Based on the results of our study, eight of the nine active national registries declared that they have implemented a quality control process based, for most of them, on their internal systems. None declared that they refer to external audit agencies.

Limitations

Several difficulties emerged during our study to identify active registries in a national setting. The scoping review selected studies investigating spine surgery in a spine registry setting, though, in some cases, the authors did not cite the name of the registry on which their studies were based. In these cases, the paper was excluded to avoid bias due to misclassification, although this might have led to underestimating the real scientific impact of those registries. The same limitation applies to the possible alignment of the registries with ICHOM  standards. An intrinsic limit of our search strategy, which was based on Van Hooff et al.’s search strategy [11], is that it could only detect some of the existing active national registries because the inclusion/exclusion criteria were stringent; moreover, the original online search was performed 2 years before the analysis of results was completed. Therefore, the research process involved performing additional web searches and expert interviews to collect detailed and updated information. Finally, the aim of this study was limited to the collection of the organisational standards of the existing national registries, thus excluding the analysis of data collected in terms of their quality and comprehensiveness. Further studies might focus on this topic.

Conclusion

Our study identified nine currently active spine surgery registries with a national setting. Overall, even though most provide substantial scientific value in terms of improving the quality of care, we found no globally accepted standards for developing a national registry of vertebral surgery. However, their experience can be a source of inspiration for other countries willing to establish a national registry and future international collaborations. An international effort to increase the comparability of the results from different registries, similar to what has been achieved by arthroplasty registries with the ISAR [43], is highly advisable.
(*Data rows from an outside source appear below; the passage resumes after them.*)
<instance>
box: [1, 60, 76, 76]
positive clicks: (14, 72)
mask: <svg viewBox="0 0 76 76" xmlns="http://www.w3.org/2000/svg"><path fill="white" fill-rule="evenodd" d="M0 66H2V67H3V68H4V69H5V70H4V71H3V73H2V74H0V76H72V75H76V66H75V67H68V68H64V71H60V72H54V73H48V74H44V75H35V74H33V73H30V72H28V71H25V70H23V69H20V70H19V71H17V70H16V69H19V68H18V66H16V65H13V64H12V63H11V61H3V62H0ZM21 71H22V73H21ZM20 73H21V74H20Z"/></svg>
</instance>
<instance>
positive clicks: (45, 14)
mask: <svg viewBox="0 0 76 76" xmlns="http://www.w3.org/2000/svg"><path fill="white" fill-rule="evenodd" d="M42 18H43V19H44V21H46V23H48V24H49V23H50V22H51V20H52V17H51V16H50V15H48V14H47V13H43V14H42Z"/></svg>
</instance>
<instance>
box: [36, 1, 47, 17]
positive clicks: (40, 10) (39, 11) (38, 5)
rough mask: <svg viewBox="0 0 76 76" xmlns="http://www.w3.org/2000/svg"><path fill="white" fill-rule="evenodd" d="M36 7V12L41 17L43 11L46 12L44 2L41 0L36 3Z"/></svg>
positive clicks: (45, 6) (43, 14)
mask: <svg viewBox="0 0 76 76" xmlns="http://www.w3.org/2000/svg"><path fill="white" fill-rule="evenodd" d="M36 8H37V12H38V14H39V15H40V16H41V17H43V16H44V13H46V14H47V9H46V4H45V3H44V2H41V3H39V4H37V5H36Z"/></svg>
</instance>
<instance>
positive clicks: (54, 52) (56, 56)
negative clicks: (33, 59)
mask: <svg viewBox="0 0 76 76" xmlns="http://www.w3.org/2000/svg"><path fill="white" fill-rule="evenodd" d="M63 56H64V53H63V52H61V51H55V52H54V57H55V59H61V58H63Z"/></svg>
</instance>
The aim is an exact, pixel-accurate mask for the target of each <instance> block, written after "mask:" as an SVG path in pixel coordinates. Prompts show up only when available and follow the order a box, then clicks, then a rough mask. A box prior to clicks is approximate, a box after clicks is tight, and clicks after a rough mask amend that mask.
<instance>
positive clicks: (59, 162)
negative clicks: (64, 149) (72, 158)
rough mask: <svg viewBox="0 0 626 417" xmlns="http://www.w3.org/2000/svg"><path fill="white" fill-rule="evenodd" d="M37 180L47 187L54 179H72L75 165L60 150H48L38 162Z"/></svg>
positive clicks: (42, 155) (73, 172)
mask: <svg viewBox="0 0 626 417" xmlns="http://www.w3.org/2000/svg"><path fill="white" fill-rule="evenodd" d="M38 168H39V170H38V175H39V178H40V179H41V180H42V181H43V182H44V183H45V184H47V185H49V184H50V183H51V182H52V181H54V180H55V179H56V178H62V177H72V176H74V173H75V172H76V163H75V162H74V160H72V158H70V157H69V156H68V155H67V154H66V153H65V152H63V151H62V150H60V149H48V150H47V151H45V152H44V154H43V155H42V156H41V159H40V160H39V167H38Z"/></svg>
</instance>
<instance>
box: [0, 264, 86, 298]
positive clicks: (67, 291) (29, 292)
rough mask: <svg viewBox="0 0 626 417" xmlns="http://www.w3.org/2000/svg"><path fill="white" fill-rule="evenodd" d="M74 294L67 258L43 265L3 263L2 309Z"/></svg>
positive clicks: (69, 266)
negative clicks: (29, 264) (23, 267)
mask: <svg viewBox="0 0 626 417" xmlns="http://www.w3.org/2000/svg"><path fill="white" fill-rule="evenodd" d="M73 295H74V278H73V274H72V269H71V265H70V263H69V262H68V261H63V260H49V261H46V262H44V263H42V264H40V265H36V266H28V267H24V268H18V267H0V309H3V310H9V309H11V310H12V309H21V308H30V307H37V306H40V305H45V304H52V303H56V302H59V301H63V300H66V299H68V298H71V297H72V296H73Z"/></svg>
As with all the other types of implants, spine implants must be monitored to promote evidence-based selection so that patients undergoing spine surgery will get the best and safest implants. The ODEP is an independent panel of experts providing objective ratings of the strength of evidence available on the performance of medical implants [44]. The ODEP is now increasingly recognised as a reliable source of information for surgeons, patients and hospitals about joint replacement implants. Compared to other anatomical districts, the declared methodology for spine implants published on the ODEP website [45] still needs to be settled. Reliable and internationally standardised data from national spine registries will be crucial in the following years. The ODEP’s initiative to organise the 1st International Meeting of Spinal Registries might meet these needs and pave the way to establishing a fruitful international collaboration. We hope this study will contribute to this aim and be a reference for other spine research groups, health professionals and policy-makers, as it has been for our Italian Spine Registry project.